I installed rsnapshot on a spare server in the data center and ran it.  Everything ran cleanly as expected.

I realized that my off-site firewall had failed around the time that this started (note: Netgate makes some neat embedded systems, but 2 of the three I purchased have failed within 15 months.  Great idea, but I am starting to doubt the execution of these products and can’t recommend them, even though I love pfSense as a firewall and have used it on-and-off next to commercial firewall appliances for years.  Thank God for effective fail-over via CARP.)

Changes to permissions on the new firewall didn’t work as I’d expected either.  Rsync was running over SSH and these connections stayed up forever as I’d expect, but I was still seeing timeouts when running rsync over ssh.  Out of desperation I installed BackupPC to make sure it wasn’t something unidentified with my Rsnapshot configuration, but I was still seeing errors.

The Source of the Problem

Here’s a screenshot of a setting I’d previously ignored:

I’ve seen it many times before and never had to mess with it, but the Ignore “Don’t Fragment” setting in IP header flag was turned on by default.  Turning it off resulted in my backups running properly again, and the interface on my backup machine was now showing backups that were maxing out my Internet connection.


In my case, backing up multiple production machines via rsync over a VPN was being impeded by this firewall setting.  That’s it — simple to see in hindsight, but a decade of managing firewalls for myself and clients (over 7 different firewall applications) made me blind to this particular IPSec setting.  Backups are now running cleanly again.
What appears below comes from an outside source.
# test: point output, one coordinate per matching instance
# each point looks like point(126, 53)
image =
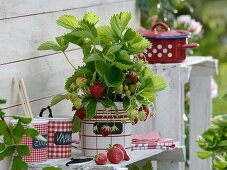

I’m still sitting here waiting on the backups to finish via BackupPC though, rather than defaulting back to rsnapshot though.  The reason is reporting:

As you can see the backups are incomplete, but the ability to check a single web page console as part of my daily monitoring is a huge step forward in proactively staying on top of backups.  Previously I had to check the contents of my backup folder manually, which I’m bad about checking up on at least weekly.  The added control that this offers is just huge.

Either way though, the problem was resolved by a simple firewall setting.

If you found this page via Google because you were facing the same sort of issue, then I hope this information was useful.